The project's capital expenditure to build a canal, is estimated to at $17 billion US dollars over an approximated eight year span and will employ thousands  of workers and dozens of technical companies, as plans include hydro power plants (400 megawatts). 

A Project of Enormous Significance

It is no accident that just days ago, Greece's privatized electric company announced that it is very close to acquiring the EDS Power Supply Company in Skopje (FYROM), a subdivision of the Feroinvestroup (founded in 2003).  This group is active in metallurgy, renewable energy and electricity trade in both Skopje and South East Europe.   
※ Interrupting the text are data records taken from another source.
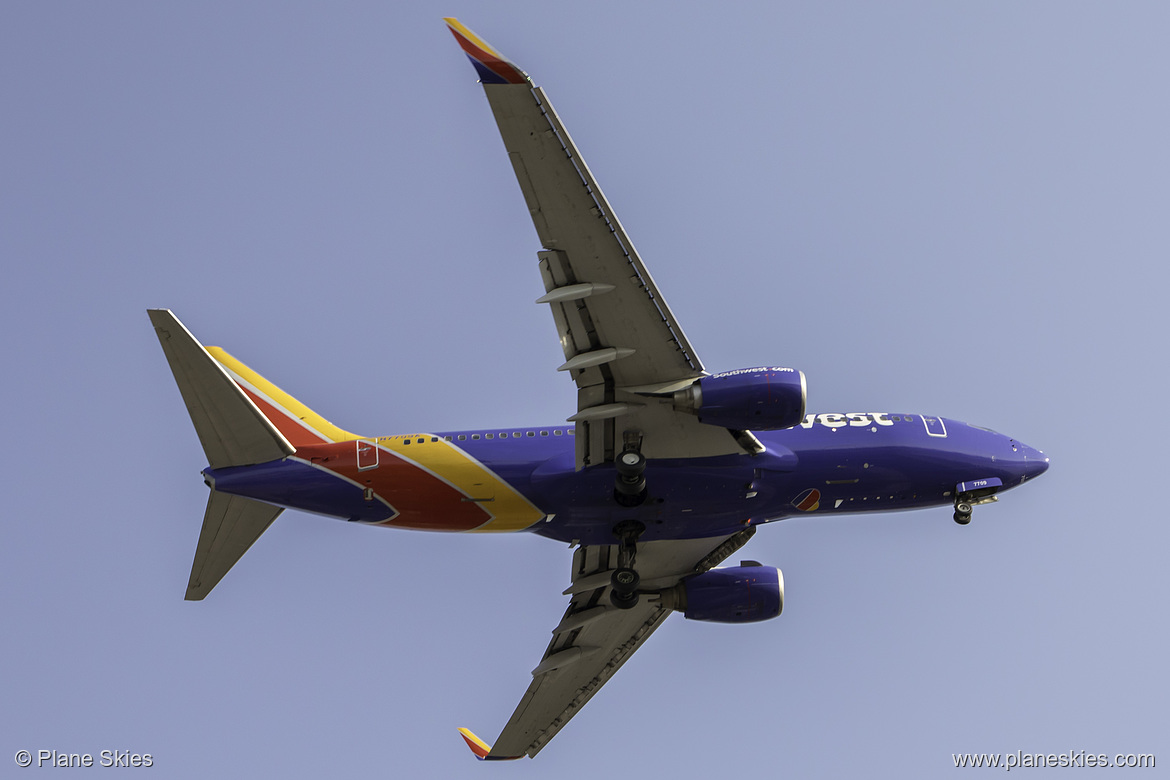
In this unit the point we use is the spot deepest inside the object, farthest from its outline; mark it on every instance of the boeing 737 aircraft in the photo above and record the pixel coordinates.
(662, 471)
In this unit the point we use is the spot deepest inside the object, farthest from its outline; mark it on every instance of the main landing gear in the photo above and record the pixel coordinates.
(625, 579)
(630, 484)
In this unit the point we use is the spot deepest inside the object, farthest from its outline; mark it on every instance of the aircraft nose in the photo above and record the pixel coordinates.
(1034, 462)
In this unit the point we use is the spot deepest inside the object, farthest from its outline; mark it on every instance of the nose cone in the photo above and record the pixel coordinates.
(1034, 462)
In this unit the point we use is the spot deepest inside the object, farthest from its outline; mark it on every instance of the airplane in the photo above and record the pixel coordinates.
(661, 473)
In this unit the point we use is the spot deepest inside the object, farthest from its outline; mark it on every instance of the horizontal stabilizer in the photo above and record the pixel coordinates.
(231, 428)
(231, 524)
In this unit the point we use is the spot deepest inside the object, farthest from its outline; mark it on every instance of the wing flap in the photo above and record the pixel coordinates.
(593, 639)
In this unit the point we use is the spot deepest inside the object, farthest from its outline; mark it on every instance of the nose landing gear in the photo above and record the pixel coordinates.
(971, 494)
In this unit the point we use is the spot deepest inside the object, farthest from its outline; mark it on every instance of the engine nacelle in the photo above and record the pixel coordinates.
(749, 399)
(738, 594)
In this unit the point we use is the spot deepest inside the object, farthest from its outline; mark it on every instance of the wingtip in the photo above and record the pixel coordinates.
(480, 747)
(482, 750)
(493, 67)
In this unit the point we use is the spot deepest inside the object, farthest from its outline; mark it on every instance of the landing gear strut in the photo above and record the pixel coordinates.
(630, 484)
(962, 511)
(625, 579)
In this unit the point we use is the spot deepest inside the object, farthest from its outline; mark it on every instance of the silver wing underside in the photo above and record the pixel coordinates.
(623, 345)
(593, 639)
(627, 354)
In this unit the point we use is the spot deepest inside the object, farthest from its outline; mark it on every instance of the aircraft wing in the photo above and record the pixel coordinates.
(593, 639)
(623, 345)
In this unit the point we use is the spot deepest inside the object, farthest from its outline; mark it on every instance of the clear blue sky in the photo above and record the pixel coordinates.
(948, 208)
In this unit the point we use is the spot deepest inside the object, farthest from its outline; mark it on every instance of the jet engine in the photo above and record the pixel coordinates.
(747, 593)
(748, 399)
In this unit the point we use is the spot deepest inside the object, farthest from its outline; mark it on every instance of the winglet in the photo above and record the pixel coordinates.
(481, 749)
(491, 66)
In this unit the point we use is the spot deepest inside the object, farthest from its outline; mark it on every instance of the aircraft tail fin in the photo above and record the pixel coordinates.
(296, 422)
(231, 427)
(231, 525)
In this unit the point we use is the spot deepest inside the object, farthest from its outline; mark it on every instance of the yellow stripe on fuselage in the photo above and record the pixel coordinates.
(509, 510)
(294, 407)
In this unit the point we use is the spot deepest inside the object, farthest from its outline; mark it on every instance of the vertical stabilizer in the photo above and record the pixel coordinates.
(232, 429)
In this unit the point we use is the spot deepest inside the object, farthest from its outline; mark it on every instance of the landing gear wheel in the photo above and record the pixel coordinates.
(630, 485)
(625, 579)
(623, 600)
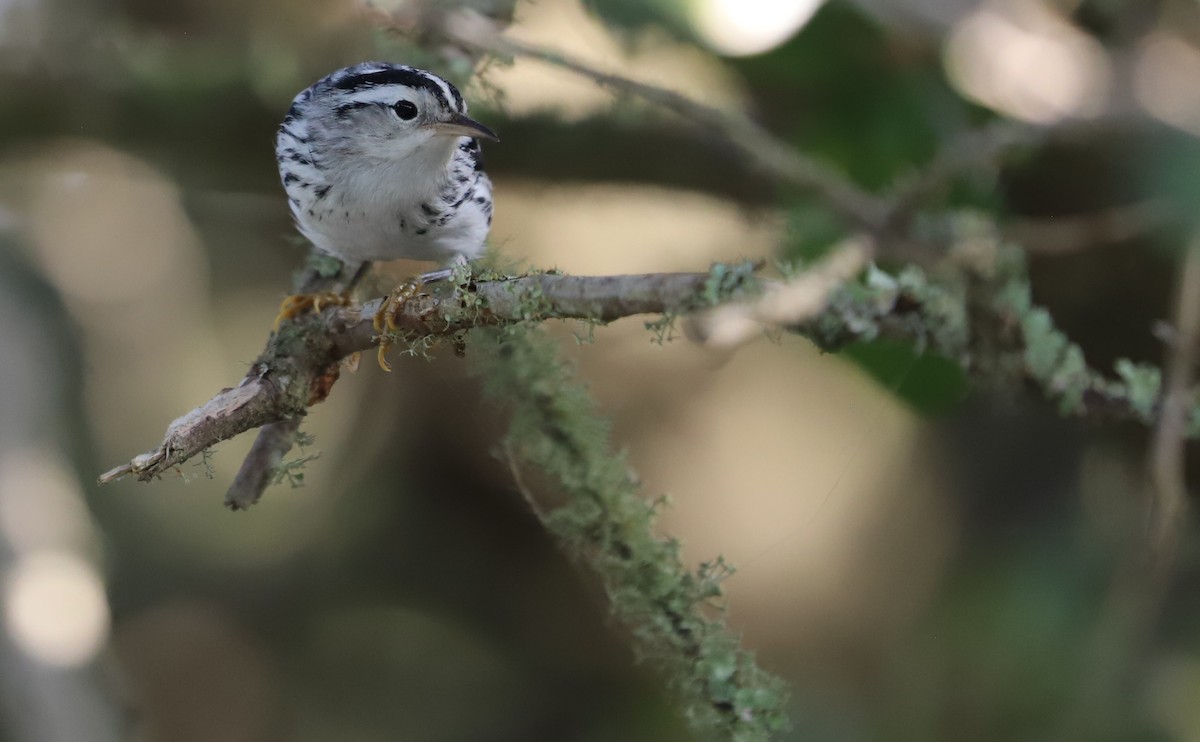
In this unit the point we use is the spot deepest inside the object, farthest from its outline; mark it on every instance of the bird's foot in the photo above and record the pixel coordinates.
(384, 321)
(301, 304)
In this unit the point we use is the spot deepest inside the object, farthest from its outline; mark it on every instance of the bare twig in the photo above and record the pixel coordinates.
(1075, 233)
(274, 441)
(972, 150)
(1144, 575)
(1168, 447)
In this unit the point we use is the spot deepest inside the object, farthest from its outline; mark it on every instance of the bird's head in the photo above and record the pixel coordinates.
(384, 112)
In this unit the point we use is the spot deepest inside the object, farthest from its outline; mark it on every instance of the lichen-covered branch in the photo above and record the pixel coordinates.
(605, 521)
(301, 360)
(774, 157)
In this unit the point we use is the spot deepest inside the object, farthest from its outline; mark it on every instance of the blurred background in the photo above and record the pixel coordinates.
(917, 560)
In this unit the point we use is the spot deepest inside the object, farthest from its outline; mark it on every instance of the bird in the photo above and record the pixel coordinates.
(381, 161)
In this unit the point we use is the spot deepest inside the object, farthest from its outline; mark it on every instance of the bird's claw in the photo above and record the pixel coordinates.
(301, 304)
(384, 321)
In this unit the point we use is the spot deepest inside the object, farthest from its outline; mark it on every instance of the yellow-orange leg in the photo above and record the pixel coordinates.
(300, 304)
(384, 321)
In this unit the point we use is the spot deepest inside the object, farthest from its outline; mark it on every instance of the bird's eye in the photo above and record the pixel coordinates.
(406, 109)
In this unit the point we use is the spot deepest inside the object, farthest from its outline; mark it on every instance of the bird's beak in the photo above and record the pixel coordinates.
(459, 125)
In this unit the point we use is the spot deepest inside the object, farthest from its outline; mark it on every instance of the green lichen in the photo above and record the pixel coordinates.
(1141, 386)
(606, 522)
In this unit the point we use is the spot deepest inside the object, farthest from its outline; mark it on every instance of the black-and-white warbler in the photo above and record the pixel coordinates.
(381, 161)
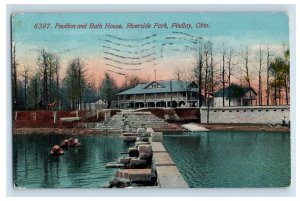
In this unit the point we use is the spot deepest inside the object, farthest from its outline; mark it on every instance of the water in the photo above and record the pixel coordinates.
(83, 167)
(232, 159)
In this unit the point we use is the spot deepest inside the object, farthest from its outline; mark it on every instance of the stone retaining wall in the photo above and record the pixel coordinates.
(246, 115)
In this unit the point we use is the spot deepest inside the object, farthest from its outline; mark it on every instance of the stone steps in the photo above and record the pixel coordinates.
(135, 119)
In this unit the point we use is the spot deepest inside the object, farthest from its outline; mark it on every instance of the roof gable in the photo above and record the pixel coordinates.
(154, 85)
(163, 86)
(234, 91)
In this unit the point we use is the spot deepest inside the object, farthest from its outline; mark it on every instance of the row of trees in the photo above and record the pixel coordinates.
(213, 70)
(258, 69)
(34, 90)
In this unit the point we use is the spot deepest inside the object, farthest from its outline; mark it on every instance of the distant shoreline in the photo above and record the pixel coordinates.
(89, 131)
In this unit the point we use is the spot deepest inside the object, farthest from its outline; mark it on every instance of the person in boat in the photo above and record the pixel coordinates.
(73, 142)
(284, 122)
(56, 150)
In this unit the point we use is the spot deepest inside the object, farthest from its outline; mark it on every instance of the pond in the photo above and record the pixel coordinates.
(83, 167)
(232, 159)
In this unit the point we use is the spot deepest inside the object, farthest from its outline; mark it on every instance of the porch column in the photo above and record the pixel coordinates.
(134, 101)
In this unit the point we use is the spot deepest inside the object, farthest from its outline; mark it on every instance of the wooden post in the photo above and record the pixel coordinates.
(54, 117)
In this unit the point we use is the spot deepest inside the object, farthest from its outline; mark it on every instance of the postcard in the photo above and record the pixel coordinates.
(151, 100)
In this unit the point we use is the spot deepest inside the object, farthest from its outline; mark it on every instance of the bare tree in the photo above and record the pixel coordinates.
(224, 49)
(25, 76)
(14, 76)
(230, 55)
(245, 58)
(260, 56)
(268, 76)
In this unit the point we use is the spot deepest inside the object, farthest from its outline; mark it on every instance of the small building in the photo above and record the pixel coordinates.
(165, 93)
(235, 95)
(95, 103)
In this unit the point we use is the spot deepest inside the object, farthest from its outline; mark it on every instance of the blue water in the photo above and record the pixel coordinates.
(82, 167)
(232, 159)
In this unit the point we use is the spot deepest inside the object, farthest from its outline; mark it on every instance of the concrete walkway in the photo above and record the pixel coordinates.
(194, 127)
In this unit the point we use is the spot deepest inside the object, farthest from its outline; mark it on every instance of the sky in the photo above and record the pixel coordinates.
(170, 42)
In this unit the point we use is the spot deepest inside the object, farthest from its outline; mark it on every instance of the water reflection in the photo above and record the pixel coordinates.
(34, 167)
(232, 159)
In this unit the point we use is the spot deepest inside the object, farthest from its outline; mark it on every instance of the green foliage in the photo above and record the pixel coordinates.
(75, 82)
(108, 89)
(280, 70)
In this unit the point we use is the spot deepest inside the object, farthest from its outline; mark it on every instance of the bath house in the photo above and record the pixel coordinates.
(164, 93)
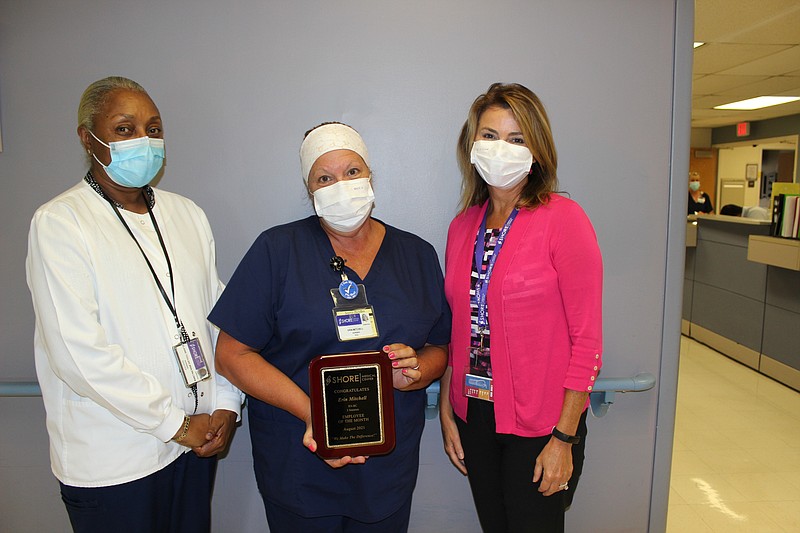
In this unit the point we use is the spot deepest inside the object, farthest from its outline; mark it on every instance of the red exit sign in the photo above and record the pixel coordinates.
(743, 129)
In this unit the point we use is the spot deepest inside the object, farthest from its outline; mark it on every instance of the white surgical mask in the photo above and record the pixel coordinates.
(346, 204)
(501, 164)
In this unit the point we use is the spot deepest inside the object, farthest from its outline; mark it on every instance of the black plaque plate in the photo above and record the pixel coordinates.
(352, 404)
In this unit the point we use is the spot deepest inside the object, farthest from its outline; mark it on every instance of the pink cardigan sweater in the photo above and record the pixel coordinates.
(545, 306)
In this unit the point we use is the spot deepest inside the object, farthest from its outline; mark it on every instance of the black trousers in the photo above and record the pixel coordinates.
(176, 499)
(500, 470)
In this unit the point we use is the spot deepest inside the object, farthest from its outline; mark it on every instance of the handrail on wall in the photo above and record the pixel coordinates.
(602, 396)
(605, 390)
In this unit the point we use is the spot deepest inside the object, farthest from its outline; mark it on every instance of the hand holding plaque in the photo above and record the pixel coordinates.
(352, 404)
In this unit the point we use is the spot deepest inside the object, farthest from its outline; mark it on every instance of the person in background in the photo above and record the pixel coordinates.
(699, 202)
(275, 316)
(524, 279)
(122, 276)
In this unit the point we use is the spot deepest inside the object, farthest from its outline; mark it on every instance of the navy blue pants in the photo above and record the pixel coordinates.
(175, 499)
(282, 521)
(500, 469)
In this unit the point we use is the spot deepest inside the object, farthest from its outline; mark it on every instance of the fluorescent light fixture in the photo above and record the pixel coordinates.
(758, 102)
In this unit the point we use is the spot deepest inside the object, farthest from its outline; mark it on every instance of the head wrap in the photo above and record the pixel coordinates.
(327, 138)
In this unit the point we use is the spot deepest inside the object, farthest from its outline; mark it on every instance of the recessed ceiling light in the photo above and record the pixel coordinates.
(758, 102)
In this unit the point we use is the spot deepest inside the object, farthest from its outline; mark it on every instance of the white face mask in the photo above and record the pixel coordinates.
(501, 164)
(346, 204)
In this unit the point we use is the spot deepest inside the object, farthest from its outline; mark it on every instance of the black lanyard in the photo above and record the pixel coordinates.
(181, 329)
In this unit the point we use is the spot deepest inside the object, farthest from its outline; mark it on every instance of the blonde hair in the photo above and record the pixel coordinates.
(96, 95)
(532, 119)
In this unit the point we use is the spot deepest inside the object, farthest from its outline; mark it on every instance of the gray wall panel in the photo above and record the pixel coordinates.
(731, 315)
(686, 311)
(783, 288)
(726, 266)
(722, 231)
(689, 261)
(781, 337)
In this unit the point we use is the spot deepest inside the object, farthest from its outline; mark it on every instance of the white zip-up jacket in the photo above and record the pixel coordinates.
(104, 335)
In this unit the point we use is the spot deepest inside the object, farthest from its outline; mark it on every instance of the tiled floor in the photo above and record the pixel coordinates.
(736, 460)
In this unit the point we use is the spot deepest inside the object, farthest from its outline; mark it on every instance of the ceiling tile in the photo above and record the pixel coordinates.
(775, 64)
(716, 84)
(714, 58)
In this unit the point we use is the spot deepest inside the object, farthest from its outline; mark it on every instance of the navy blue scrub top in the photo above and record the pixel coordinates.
(278, 302)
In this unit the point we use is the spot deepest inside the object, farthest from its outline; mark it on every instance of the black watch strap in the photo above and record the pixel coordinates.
(569, 439)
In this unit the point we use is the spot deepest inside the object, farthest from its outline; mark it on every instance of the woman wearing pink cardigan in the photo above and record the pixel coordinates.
(524, 282)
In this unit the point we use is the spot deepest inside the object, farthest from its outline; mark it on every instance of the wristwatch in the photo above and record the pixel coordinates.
(569, 439)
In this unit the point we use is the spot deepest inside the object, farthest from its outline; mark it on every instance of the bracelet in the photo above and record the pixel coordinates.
(185, 431)
(569, 439)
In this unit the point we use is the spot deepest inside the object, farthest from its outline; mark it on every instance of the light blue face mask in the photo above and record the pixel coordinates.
(134, 162)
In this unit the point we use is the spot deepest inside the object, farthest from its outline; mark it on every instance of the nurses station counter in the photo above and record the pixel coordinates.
(741, 293)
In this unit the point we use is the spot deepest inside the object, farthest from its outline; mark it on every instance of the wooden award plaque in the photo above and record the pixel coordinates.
(352, 404)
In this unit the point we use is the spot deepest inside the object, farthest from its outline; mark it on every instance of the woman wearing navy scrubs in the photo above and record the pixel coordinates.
(522, 267)
(275, 317)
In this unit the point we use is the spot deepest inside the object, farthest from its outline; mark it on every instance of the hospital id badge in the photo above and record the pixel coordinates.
(192, 362)
(353, 317)
(479, 387)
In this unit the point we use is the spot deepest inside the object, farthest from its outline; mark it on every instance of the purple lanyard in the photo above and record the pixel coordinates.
(482, 286)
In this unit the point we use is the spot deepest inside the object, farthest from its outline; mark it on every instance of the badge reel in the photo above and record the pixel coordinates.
(353, 316)
(191, 360)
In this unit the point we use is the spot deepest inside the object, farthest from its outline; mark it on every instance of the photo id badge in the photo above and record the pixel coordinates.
(479, 387)
(192, 362)
(353, 317)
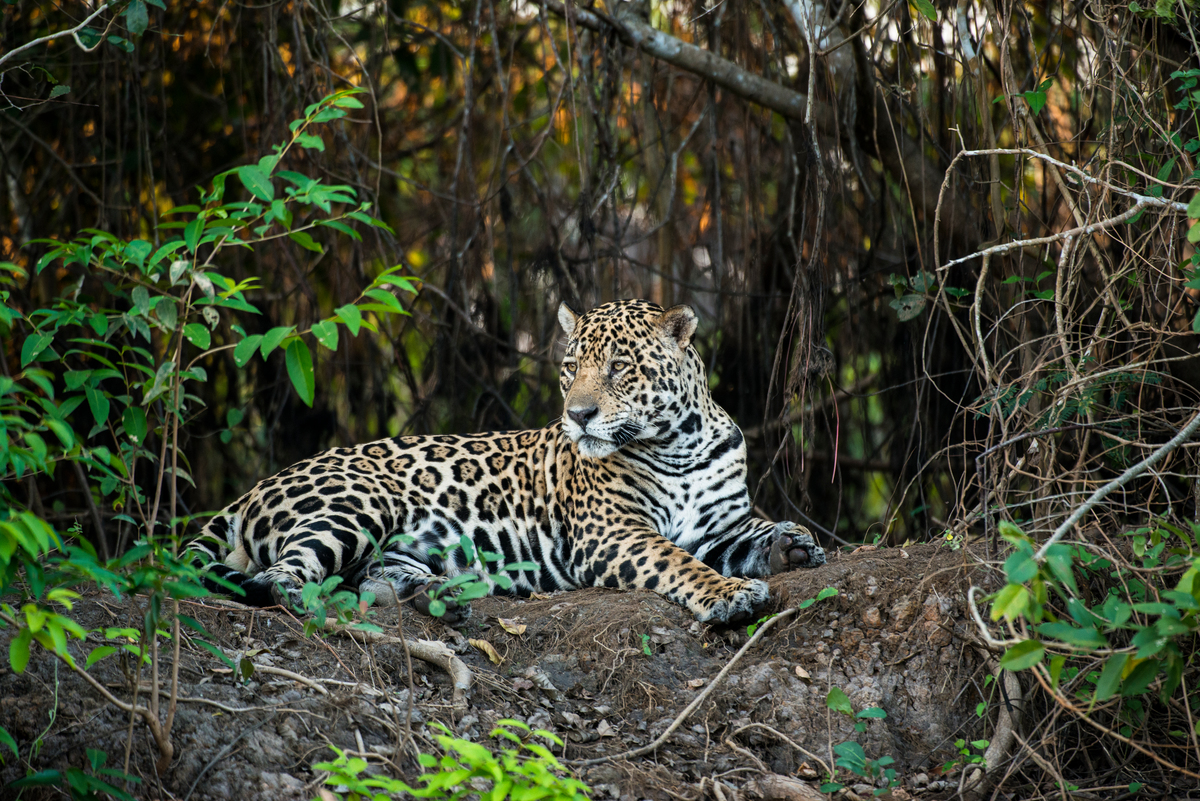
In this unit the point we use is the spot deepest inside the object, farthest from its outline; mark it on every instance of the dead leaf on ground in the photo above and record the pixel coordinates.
(487, 649)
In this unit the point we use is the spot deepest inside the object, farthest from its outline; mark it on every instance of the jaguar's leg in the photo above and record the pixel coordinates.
(645, 559)
(757, 548)
(310, 553)
(407, 577)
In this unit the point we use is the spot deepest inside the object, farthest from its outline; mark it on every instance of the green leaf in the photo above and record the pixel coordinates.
(1086, 637)
(873, 712)
(839, 702)
(1110, 678)
(304, 240)
(311, 142)
(257, 181)
(909, 307)
(141, 296)
(353, 318)
(135, 421)
(1023, 655)
(99, 654)
(192, 233)
(18, 650)
(99, 404)
(1011, 602)
(327, 333)
(1020, 567)
(1140, 678)
(137, 18)
(299, 361)
(273, 338)
(927, 8)
(388, 300)
(198, 335)
(245, 349)
(34, 345)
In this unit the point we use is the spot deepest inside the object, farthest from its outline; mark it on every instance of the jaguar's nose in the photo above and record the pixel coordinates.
(582, 416)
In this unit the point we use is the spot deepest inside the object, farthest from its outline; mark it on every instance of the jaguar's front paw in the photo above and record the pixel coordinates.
(745, 604)
(793, 547)
(455, 614)
(287, 592)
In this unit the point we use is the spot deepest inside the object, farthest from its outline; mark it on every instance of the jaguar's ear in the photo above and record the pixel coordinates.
(679, 323)
(567, 318)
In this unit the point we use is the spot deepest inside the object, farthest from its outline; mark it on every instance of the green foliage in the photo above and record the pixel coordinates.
(828, 592)
(1135, 637)
(523, 772)
(850, 754)
(83, 784)
(485, 570)
(965, 756)
(108, 377)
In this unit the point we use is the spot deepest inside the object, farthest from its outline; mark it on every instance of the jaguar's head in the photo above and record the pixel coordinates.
(629, 373)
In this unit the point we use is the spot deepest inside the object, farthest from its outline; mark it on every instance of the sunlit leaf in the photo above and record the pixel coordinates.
(299, 361)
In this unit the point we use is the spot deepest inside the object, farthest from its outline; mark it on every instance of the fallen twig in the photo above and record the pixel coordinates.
(432, 651)
(700, 699)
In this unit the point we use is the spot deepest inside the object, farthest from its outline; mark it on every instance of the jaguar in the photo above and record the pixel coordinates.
(641, 483)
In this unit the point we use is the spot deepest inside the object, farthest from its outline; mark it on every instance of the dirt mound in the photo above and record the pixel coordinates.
(609, 672)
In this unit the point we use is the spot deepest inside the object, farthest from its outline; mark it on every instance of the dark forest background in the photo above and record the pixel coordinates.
(827, 226)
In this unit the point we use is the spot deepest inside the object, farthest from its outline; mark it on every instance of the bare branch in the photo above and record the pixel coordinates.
(51, 37)
(701, 61)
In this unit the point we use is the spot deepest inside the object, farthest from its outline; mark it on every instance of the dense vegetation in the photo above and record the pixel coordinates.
(981, 210)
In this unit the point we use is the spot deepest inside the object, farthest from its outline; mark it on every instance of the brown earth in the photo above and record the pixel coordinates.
(897, 636)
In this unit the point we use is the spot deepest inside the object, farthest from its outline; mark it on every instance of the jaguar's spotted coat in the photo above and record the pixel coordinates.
(641, 485)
 Interest has been expressed by investors from China, the US, Germany,  Russia, FYROM and Greece to participate in the construction of this waterway from Belgrade to Thessaloniki. This is a project of huge strategic importance from a geo-economic point of view as it serves the new energy transfer plans from the Eastern Mediterranean to Central Europe, bypassing Turkey as it is considered unstable.  It is no coincidence that Greece's Prime Minister Tsipras described the plan of the floating runway as "a huge project" for Greece, Serbia and Europe. It is also not a coincidence that Greece is proceeding with a major defense supplies plan, including 100 fighter helicopters, upgrades from the F-16s, purchases of the 2 + 2  ultra-modern FREMM frigates, and Mark-V and more. 

In this geo-economic context, and given the Greek positions and the determination of the US and Russia to move ahead with the notorious Maltese Accord (1989), the Greek side can expect the happy closure of a national issue which has plagued her for 70 years.